– Чудак, – шепчет он, – я бы мечтал знать только три фамилии из своей группы. А знаю – больше. Думаешь, очень весело? Совсем не весело. Очень страшно.
– Тебе страшно?
– Еще как.
Он пожимает всем нам руки, направляется к двери и начинает орать:
– Вонючие свиньи, грязные животные, пожирающие вшей!
Ругаясь так, он уходит. Мы с Валерием Петровичем ложимся спать.
Рыжий немец Генрих – обаятельный парень. Ему тридцать пять лет, сам он в прошлом – секретарь немецкой организации КИМа – Коммунистического интернационала молодежи. В нем такая бездна энергии, темперамента и веселости, что просто диву даешься. Он не может сидеть без дела ни минуты. Генрих – бригадир, он носится по зданию партийной канцелярии с утра до вечера. Глядя на него, никак и не подумаешь, что он заключенный. Всегда тщательно выбритый, в опрятной серой форме, он больше напоминает заводского мастера. Да еще фасонисто постриженные усики: ни дать ни взять – вольный!

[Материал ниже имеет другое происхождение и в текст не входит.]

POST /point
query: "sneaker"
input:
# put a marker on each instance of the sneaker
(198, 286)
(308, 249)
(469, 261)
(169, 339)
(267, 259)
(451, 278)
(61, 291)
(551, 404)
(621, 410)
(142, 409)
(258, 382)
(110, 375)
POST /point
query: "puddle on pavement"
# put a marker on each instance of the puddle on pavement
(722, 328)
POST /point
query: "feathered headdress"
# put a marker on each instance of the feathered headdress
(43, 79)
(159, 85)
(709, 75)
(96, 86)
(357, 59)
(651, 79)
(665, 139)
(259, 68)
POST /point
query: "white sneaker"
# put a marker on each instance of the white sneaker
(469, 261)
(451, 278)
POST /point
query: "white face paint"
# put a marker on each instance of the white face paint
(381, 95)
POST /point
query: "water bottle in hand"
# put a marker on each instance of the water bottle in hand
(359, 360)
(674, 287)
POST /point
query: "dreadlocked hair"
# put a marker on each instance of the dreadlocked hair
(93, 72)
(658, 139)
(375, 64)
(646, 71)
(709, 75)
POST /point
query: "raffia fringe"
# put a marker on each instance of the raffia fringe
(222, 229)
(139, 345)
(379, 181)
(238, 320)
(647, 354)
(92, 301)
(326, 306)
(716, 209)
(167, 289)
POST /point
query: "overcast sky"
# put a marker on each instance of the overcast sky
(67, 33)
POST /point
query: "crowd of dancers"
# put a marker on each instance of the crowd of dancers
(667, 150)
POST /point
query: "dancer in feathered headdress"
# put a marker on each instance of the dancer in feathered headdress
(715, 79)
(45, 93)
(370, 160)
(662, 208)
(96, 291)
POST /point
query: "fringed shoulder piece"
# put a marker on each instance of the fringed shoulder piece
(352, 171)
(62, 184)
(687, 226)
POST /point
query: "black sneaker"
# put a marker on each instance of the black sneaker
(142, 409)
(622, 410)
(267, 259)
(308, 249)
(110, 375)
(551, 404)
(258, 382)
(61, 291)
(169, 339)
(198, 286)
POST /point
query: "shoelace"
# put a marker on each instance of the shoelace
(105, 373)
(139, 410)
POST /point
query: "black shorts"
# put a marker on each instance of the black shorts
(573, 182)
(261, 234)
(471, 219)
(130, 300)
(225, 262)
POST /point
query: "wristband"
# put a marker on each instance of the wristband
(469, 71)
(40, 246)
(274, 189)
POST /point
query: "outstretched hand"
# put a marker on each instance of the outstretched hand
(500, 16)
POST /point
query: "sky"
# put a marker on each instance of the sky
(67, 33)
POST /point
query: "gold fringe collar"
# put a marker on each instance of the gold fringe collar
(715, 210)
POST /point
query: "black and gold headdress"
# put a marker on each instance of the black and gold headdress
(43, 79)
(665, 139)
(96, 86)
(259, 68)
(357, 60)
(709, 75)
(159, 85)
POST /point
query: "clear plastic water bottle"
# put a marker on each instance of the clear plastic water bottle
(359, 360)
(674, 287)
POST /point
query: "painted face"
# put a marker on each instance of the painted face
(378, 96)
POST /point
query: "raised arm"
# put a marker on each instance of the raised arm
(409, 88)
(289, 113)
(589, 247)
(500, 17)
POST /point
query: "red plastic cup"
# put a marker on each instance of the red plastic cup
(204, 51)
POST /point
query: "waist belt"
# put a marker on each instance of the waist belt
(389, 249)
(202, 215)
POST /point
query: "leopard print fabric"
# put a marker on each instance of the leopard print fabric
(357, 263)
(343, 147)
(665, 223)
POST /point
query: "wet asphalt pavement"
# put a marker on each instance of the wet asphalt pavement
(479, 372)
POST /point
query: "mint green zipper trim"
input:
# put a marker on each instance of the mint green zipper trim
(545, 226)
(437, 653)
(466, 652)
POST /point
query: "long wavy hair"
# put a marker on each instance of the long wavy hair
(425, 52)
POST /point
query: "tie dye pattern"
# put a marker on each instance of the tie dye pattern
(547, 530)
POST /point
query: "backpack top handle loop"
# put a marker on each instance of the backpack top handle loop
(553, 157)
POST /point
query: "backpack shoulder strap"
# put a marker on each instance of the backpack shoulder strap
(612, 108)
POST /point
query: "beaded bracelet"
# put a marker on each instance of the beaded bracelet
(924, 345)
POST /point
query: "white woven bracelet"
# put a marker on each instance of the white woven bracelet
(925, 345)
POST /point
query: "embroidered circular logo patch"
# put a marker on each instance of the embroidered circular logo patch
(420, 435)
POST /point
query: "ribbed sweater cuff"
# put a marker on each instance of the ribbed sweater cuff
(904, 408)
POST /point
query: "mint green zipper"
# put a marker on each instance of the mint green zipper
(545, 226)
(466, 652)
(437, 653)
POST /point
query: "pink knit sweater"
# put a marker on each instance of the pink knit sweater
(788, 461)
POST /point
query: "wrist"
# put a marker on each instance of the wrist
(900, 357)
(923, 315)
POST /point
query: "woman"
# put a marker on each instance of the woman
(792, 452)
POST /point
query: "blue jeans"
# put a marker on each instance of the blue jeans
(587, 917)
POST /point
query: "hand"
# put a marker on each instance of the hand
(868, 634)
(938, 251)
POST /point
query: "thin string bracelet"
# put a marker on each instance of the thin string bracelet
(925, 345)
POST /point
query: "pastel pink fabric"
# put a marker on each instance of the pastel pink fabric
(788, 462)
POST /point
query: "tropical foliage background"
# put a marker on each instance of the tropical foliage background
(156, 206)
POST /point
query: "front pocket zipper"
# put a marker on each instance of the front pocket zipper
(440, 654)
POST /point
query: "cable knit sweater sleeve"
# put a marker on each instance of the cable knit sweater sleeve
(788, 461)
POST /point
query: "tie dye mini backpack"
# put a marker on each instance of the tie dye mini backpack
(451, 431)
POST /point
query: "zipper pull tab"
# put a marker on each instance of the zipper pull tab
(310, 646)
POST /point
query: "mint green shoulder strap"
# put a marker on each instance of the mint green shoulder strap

Первую неделю Генрих почти не разговаривал со мной. Только ставил на рабочее место и, заглядывая через час-другой, поторапливал и исправлял мои недочеты в обработке и прилаживании паркета. Дней через десять он стал рядом со мной на колени в то время, когда я прилаживал паркет, и, вырвав у меня из рук стамеску, прошептал:
– Болван, ты сюда не саботировать пришел, а работать по-настоящему. Что, не предупредили тебя?
– Нет.
– Тогда прости, я думал – ты от чрезмерного усердия.
Мне стало обидно за «болвана», и я ответил:
– От чрезмерного усердия дети рождаются, понял?
Рыжий Генрих неплохо говорит по-русски, поэтому он сразу же понял ответ и залился детским смехом.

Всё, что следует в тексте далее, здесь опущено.